The 1e DMG actually does recommend starting at higher than 1st level if it's not the player's first character, and, in some situations, even if it is.
This is true. But I still think the game should be packaged with the default assumption being that play will begin at 1st level. (Where do you sesnsibly start, if not at 1?)
Gygax's approach to campaign design, integration of PCs into campaigns, etc, presupposed (as far as I can tell) a well developed play community that new players would be absorbed into - with regular sessions taking place (multiple times per week), rotating GMs, rotating PC rosters, etc. In this context, explaining to a new initiate that his/her PC will start at 2nd or 3rd level makes some sense. (Though I think still might be a bit weird for the initiate in question.)
But in the contemporary era, when presumably WotC is hoping that new players will pick up the rulebook and teach themseleves and their friends to play without being part of a Gygaxian community of hardcore players, I think a new-player-and-new-GM-friendly 1st level is pretty essential.
an orc can do a maximum of 8 points of damage with a single hit. That's enough to kill any magic-users and thieves (if you weren't using the death's door, unconscious at zero, dead at -10 option
Random AD&D factoid (at least as best I recall it): even if you're using the "death's door" option, a single hit will still kill you if it drops you below zero in a single blow (there is an option within an option to make the "single blow" threshold -3). I think it is 3E (may be 2nd ed?) that changed the threshold for unconsciousness rather than death being the same as the threshold for death (ie -10).
That very small window for unconsciousness obviously relies, for its practical viability, on AD&D damage numbers being a lot small than in later editions.

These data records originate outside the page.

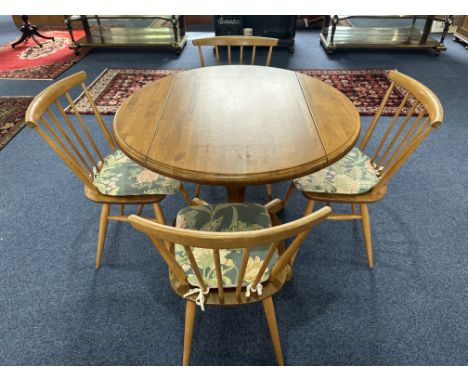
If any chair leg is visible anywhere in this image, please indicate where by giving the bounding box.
[262,297,284,366]
[283,182,296,208]
[304,199,315,216]
[194,184,201,198]
[265,184,273,200]
[153,203,166,225]
[286,198,315,281]
[361,203,374,268]
[182,300,197,366]
[96,203,110,268]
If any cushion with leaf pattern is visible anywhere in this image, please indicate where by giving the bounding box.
[294,147,379,194]
[93,150,180,196]
[174,203,278,288]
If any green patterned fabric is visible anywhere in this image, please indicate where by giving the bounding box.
[174,203,278,288]
[93,150,180,196]
[294,148,379,194]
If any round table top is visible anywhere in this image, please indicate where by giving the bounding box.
[114,65,360,186]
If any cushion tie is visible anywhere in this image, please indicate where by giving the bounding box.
[245,283,263,297]
[184,287,210,312]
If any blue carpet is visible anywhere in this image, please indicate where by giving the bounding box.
[0,17,468,365]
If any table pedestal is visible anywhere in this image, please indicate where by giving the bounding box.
[226,186,245,203]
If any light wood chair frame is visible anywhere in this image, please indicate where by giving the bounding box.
[192,36,279,200]
[25,71,190,268]
[283,70,444,268]
[129,198,331,365]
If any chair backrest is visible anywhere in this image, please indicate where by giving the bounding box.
[25,71,116,188]
[359,70,444,187]
[129,207,331,304]
[192,36,278,66]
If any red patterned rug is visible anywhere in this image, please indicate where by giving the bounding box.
[68,69,411,116]
[0,97,34,150]
[0,29,90,80]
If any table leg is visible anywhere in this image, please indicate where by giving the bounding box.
[226,186,245,203]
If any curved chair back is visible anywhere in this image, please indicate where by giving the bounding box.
[129,207,331,305]
[192,36,278,66]
[359,70,444,187]
[25,71,116,189]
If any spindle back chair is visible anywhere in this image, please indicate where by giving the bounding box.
[283,70,444,268]
[25,71,190,268]
[129,207,331,365]
[192,36,278,200]
[192,36,278,67]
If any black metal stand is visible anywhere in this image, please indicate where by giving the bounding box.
[11,15,54,48]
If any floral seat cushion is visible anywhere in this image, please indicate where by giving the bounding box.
[93,150,180,196]
[294,148,379,194]
[174,203,278,288]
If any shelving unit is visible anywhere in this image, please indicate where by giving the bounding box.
[65,15,187,54]
[320,15,450,54]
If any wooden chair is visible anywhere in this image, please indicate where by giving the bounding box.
[192,36,278,200]
[129,199,331,365]
[25,72,190,268]
[283,70,443,268]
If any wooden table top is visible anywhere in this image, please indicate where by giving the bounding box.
[114,65,360,186]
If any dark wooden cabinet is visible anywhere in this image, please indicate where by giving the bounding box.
[453,16,468,49]
[214,15,297,53]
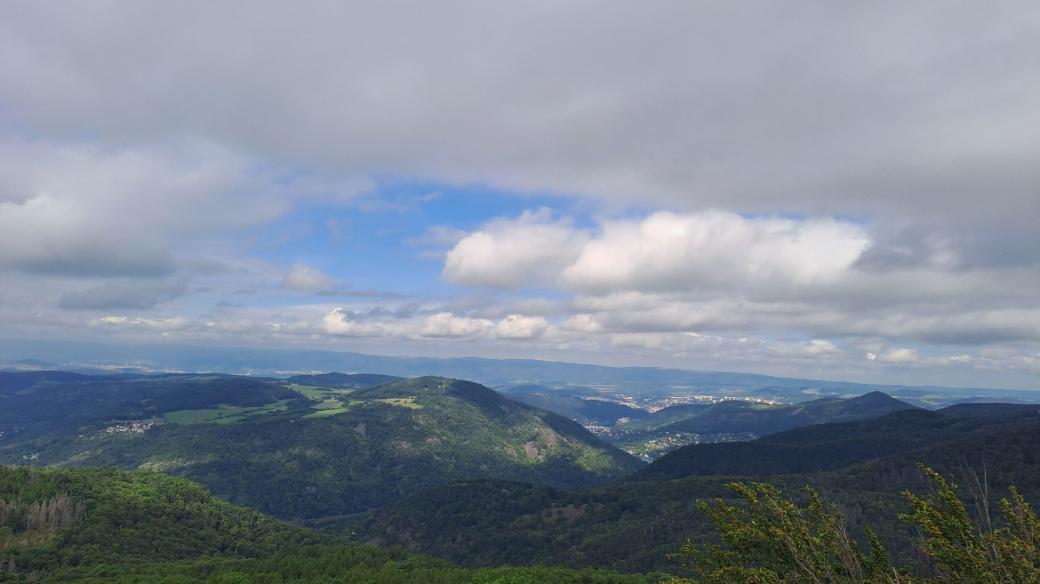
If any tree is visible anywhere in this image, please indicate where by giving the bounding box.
[671,466,1040,584]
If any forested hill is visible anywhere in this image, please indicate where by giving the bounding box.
[0,369,642,519]
[348,406,1040,570]
[0,467,650,584]
[659,392,916,435]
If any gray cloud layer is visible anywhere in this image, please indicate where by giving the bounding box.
[0,0,1040,386]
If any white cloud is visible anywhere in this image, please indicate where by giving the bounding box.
[563,211,869,293]
[495,314,549,339]
[444,211,870,294]
[282,264,333,292]
[444,209,586,288]
[0,139,285,276]
[419,312,492,339]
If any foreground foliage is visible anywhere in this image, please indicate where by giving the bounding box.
[0,467,650,584]
[671,468,1040,584]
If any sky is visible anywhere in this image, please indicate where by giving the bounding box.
[0,0,1040,389]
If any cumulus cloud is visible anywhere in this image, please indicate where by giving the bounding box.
[282,264,333,292]
[495,314,549,339]
[444,209,586,288]
[444,206,870,294]
[419,312,491,339]
[0,139,284,276]
[0,0,1040,386]
[562,211,869,293]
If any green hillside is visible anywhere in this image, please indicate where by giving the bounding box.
[286,373,401,390]
[0,467,649,584]
[660,392,914,435]
[609,392,916,460]
[488,390,647,426]
[355,408,1040,572]
[0,377,641,519]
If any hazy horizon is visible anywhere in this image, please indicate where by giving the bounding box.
[0,1,1040,389]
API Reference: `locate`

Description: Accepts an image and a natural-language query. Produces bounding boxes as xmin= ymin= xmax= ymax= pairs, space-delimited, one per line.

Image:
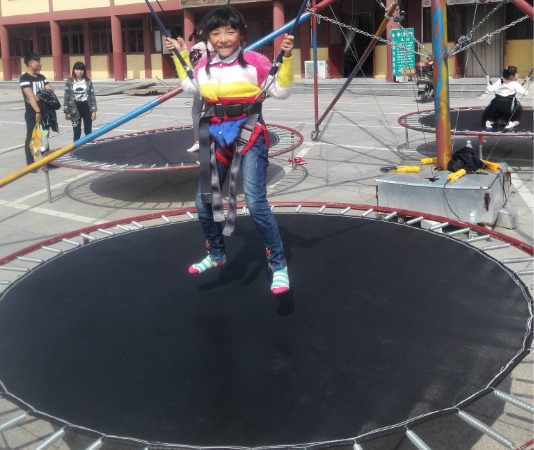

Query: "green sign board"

xmin=391 ymin=28 xmax=415 ymax=77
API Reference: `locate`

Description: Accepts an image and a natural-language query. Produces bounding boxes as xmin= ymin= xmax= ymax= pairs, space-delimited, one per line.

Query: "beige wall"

xmin=0 ymin=0 xmax=48 ymax=17
xmin=91 ymin=55 xmax=109 ymax=80
xmin=54 ymin=0 xmax=110 ymax=11
xmin=126 ymin=55 xmax=146 ymax=79
xmin=506 ymin=39 xmax=534 ymax=78
xmin=150 ymin=53 xmax=163 ymax=78
xmin=115 ymin=0 xmax=146 ymax=4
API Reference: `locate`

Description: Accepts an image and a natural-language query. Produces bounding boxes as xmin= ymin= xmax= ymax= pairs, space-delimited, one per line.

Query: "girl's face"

xmin=208 ymin=25 xmax=241 ymax=59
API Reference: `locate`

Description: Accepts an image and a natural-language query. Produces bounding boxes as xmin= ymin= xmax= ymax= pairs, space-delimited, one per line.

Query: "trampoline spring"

xmin=458 ymin=411 xmax=516 ymax=450
xmin=446 ymin=228 xmax=469 ymax=236
xmin=85 ymin=438 xmax=102 ymax=450
xmin=482 ymin=244 xmax=510 ymax=252
xmin=465 ymin=234 xmax=490 ymax=244
xmin=493 ymin=389 xmax=534 ymax=414
xmin=17 ymin=256 xmax=44 ymax=264
xmin=0 ymin=413 xmax=28 ymax=431
xmin=61 ymin=239 xmax=80 ymax=247
xmin=41 ymin=246 xmax=63 ymax=254
xmin=501 ymin=256 xmax=534 ymax=264
xmin=429 ymin=222 xmax=449 ymax=231
xmin=97 ymin=228 xmax=115 ymax=236
xmin=0 ymin=266 xmax=30 ymax=272
xmin=34 ymin=428 xmax=65 ymax=450
xmin=406 ymin=430 xmax=432 ymax=450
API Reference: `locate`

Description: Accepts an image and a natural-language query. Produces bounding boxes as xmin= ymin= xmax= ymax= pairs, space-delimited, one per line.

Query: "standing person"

xmin=482 ymin=66 xmax=530 ymax=130
xmin=19 ymin=53 xmax=54 ymax=172
xmin=63 ymin=61 xmax=97 ymax=141
xmin=166 ymin=6 xmax=294 ymax=294
xmin=187 ymin=29 xmax=213 ymax=152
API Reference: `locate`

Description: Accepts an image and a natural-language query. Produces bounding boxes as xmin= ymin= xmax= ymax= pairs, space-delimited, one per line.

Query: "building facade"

xmin=0 ymin=0 xmax=533 ymax=81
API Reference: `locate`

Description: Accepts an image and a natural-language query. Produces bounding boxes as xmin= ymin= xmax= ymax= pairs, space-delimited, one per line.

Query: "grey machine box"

xmin=376 ymin=164 xmax=510 ymax=226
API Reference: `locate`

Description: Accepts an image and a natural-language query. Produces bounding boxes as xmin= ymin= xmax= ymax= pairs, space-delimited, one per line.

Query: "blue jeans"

xmin=195 ymin=135 xmax=287 ymax=271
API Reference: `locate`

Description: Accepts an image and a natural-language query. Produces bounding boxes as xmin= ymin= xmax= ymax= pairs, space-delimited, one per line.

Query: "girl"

xmin=63 ymin=61 xmax=96 ymax=141
xmin=166 ymin=6 xmax=294 ymax=294
xmin=482 ymin=66 xmax=530 ymax=130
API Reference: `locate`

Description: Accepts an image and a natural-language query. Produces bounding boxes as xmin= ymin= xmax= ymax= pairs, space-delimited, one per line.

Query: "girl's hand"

I've read plenty of stories in which people talk about rampant TPKs in 4E; I really have no way to relate to it because that has not been anywhere near my experience with the game
Likewise. I've had one TPK - at 2nd or 3rd level (I can't remember which) in an encounter that was not to bad from a level point of view but destroyed the PCs via action denial (I had a spectre with a daze aura, and I think some other action denial as well, and started with a surpirse attack).
Other than that, I've had two PC deaths - the PC wizard has died twice, once at 2nd and once at 15th, both times in over-level encounters (and the second time he probably wouldn't have died if he'd played better - he was stuck in a swarm, used a ranged spell to try and get out, and dropped from the oppy, but he could have used an ability to swap in a close burst that would have been just as effective
and given him temporary hit points).
And I routinely use over-level encounters (with MM3 damage numbers), often in waves but by no means always. Level +1 and +2 very often. Level +3 to +5 less frequently. And my players are not particularly dedicated focus-firers either.
Im finding 4e to be quite deadly at all levels, my players just fought calastrix. Three headed dragon with a bite of 3d12+8 at 14th level!
Here's
a link to my Calaystryx encounter - the PCs were 15th level, but had already faced a lot of encounters until Calastryx turned up! No one died, but it went to the wire:
*Comp 2 L14 skill challenge (as a result of which each PC lost one encounter power until their next extended rest);
*L17 combat;
*L15 combat;
*L7 combat;
*L13 combat;
*L15 combat (PCs advance from 14th to 15th level);
*Comp 1 L14 skill challenge;
*L16 combat;
*L14 combat (Calastryx);
*L13 combat;
*Comp 1 L15 skill challenge;
*L16 combat (the L15 solo was defeated by being pushed over a bridge down a waterfall);
*L15 combat (the solo returned later in the night, having survived the fall and climbed back up).
I very rarely took my 4E antagonists and opponents seriously. I used to find metagame ways to challenge myself so I'd stay interested.
I haven't found this at all. My players don't let their PCs die, but that's because they play well. As the story about the wizard above shows, if they do slip then PCs can die. That need to focus on the play is part of what keeps the game interesting, for us at least.